The corps has said it moved the funds because it was ready to start work on the West Bank while further study and testing was needed on the New Orleans work.

Riley assured the committee that President Bush is “fully committed” to making the region safe from future major hurricanes by adding more height to levees, fixing eroded wetlands and constructing other projects.

Boxer urged Riley and Woodley to pressure the White House to give them the funding they need to do the work as quickly as possible and not rely on the normal but time-consuming budgeting process.

Throughout the hearing, Boxer said the committee would make reauthorizing a Water Resources Development Act a top priority this year. The bill, which was last authorized by Congress in 2000, has stalled on several occasions in recent years.

Projects in Louisiana and Mississippi comprise about 40 percent of the bill’s provisions, so both states need it, especially in the wake of Katrina, Boxer said.

Everything from a wide-ranging set of coastal preservation projects to proposals on making the corps more accountable to independent engineers are covered by the bill.

Also at the hearing, U.S. Sen. David Vitter, R-La., asked the corps to present a plan on closing the Mississippi River-Gulf Outlet by June rather than December. The little-used navigation channel that connects the Gulf of Mexico to New Orleans East has been blamed for funneling storm surge into the region.

Woodley said his agency would comply if it’s required to do so.

The hearing also probed the decisions state and federal environmental agencies made to deal with the massive cleanup of debris Katrina left in its wake.

Vitter, who is a committee member, charged that illegal dumping “has exploded, and it is not being controlled in any meaningful way.”

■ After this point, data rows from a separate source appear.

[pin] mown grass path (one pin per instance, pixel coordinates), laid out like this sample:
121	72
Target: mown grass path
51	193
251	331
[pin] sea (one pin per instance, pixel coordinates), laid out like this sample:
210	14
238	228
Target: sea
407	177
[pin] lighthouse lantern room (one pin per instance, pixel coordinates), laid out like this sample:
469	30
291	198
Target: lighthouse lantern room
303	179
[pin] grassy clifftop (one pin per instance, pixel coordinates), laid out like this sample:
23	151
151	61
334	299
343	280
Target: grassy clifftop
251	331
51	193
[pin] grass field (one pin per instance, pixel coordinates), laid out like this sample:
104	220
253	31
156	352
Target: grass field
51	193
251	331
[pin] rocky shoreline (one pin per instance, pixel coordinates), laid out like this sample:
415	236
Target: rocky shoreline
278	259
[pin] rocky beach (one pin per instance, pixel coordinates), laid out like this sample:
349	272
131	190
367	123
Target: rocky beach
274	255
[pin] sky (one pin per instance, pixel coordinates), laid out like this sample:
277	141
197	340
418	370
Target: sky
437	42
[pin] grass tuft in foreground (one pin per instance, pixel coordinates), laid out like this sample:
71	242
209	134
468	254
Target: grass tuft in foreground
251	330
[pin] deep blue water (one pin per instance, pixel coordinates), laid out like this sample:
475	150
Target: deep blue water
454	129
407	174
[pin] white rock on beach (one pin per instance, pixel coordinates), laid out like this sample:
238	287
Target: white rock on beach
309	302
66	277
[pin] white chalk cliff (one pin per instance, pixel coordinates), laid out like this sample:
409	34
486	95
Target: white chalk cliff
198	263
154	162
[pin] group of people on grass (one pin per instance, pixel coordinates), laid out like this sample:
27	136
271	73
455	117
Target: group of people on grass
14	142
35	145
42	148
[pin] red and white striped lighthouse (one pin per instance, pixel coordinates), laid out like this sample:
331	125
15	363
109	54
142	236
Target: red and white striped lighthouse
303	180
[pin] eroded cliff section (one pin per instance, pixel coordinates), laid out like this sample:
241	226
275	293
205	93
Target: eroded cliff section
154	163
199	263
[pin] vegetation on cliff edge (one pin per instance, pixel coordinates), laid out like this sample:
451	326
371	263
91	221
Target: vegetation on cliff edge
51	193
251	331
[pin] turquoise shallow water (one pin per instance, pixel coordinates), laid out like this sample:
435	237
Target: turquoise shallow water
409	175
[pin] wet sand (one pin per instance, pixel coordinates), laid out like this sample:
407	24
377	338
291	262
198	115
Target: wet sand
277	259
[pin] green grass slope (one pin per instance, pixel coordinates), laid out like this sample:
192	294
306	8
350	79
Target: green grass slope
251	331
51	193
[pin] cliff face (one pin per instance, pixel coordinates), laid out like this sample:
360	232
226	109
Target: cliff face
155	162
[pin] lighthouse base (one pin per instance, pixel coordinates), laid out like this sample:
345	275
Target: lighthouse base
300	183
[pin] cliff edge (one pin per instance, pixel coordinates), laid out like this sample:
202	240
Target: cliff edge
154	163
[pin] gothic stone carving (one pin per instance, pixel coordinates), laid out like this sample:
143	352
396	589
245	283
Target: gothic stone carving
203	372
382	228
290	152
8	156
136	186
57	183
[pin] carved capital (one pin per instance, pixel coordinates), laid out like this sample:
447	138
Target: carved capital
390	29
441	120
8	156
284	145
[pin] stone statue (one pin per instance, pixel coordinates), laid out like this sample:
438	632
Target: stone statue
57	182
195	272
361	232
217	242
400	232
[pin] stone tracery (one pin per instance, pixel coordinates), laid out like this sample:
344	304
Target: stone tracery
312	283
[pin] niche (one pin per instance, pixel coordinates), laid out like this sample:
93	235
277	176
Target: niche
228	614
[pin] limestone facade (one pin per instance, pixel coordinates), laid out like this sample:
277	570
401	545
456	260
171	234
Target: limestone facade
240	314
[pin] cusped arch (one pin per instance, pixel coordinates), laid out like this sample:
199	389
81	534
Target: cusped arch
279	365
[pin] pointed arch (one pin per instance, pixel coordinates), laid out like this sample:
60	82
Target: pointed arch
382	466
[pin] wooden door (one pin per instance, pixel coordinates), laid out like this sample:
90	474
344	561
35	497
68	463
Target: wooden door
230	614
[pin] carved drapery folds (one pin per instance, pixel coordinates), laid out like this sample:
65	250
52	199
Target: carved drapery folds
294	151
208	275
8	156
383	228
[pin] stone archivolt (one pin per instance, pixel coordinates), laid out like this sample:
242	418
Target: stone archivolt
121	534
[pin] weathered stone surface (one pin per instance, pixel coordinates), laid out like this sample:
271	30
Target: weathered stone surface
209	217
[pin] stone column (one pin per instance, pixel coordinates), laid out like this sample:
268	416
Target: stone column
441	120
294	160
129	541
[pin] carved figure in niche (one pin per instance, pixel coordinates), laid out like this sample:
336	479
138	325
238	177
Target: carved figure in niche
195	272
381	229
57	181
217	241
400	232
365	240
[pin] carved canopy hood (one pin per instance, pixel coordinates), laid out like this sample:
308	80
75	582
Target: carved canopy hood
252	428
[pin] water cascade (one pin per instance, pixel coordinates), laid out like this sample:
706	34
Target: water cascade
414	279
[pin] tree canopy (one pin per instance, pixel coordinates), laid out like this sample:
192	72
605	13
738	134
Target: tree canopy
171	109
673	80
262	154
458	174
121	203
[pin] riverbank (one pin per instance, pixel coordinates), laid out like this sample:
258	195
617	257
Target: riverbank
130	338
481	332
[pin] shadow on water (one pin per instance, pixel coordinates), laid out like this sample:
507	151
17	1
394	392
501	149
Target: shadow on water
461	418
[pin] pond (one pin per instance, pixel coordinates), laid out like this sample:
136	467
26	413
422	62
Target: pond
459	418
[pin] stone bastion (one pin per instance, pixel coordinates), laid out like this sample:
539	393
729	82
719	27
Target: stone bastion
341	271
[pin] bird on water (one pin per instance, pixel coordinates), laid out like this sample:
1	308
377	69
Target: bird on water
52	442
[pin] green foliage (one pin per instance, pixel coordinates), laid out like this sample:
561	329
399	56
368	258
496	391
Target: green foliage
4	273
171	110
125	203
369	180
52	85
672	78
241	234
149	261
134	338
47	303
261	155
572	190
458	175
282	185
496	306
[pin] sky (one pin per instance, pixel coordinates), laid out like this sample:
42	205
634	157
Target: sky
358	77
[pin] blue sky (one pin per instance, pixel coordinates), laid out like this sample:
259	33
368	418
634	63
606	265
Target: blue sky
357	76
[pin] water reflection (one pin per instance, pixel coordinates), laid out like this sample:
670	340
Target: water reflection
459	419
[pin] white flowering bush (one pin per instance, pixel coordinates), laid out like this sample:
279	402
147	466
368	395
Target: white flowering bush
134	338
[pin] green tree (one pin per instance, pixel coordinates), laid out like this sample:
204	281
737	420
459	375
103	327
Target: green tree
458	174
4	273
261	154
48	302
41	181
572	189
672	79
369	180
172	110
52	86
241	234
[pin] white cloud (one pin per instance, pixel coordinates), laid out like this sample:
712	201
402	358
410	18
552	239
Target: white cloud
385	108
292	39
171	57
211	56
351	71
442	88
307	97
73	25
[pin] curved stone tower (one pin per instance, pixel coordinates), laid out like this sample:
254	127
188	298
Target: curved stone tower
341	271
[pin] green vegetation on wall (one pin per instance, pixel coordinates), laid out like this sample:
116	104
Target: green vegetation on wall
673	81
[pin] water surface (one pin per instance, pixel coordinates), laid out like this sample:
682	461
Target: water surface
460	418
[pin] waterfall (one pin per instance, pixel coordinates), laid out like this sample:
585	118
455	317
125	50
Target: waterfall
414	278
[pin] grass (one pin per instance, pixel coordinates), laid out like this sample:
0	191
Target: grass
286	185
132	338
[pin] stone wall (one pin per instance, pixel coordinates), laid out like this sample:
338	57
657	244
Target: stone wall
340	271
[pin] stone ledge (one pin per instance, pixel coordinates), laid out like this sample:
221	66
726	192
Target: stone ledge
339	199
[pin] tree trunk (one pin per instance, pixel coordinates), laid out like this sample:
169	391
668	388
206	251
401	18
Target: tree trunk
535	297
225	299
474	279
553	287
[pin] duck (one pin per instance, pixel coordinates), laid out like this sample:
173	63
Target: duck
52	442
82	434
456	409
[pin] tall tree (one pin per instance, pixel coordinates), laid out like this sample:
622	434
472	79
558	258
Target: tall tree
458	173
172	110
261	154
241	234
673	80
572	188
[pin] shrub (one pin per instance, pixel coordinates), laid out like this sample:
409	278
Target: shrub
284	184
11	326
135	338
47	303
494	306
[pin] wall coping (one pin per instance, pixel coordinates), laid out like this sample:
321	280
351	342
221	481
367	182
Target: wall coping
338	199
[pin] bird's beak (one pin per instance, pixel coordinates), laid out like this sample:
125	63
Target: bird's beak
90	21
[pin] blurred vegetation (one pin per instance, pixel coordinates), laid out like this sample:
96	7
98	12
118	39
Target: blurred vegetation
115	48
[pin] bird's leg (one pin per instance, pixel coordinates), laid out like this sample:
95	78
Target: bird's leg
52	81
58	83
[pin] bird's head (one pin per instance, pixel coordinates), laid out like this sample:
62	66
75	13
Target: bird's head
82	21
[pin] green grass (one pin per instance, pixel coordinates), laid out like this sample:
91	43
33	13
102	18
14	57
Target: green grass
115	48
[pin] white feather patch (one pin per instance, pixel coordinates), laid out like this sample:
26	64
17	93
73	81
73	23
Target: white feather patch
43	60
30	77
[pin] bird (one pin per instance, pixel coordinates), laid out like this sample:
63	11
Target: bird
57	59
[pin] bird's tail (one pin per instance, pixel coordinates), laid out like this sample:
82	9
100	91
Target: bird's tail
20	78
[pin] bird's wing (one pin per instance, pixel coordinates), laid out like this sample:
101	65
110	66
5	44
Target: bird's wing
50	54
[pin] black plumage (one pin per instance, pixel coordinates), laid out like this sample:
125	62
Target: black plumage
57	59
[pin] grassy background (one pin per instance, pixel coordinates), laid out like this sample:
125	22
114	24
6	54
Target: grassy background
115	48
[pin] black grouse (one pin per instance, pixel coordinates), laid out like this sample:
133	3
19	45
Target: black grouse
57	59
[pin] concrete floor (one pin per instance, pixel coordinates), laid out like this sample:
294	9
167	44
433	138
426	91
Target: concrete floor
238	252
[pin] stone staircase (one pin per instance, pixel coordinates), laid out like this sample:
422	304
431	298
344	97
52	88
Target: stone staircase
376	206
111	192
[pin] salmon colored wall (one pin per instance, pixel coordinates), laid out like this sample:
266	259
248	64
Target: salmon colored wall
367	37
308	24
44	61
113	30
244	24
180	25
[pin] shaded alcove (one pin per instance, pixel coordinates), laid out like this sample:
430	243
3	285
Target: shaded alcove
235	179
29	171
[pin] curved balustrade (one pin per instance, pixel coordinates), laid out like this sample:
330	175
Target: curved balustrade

Mike McDaniel, the secretary of the Louisiana Department of Environmental Quality, said his agency is working to stop people from breaking the law. Some parts of swampy eastern New Orleans, eyesores even before Katrina, have been turned into new, unofficial and unprotected dumps.

Vitter was also critical, during a heated exchange with McDaniel, of DEQ’s decision to reopen the Old Gentilly Landfill to take in much of the waste from Katrina.

The landfill, which some experts say was not a suitable place to dump much of the debris from demolished homes, has been problematic and environmentalists warn that contaminants may leak out of it and spoil the surrounding land and waterways.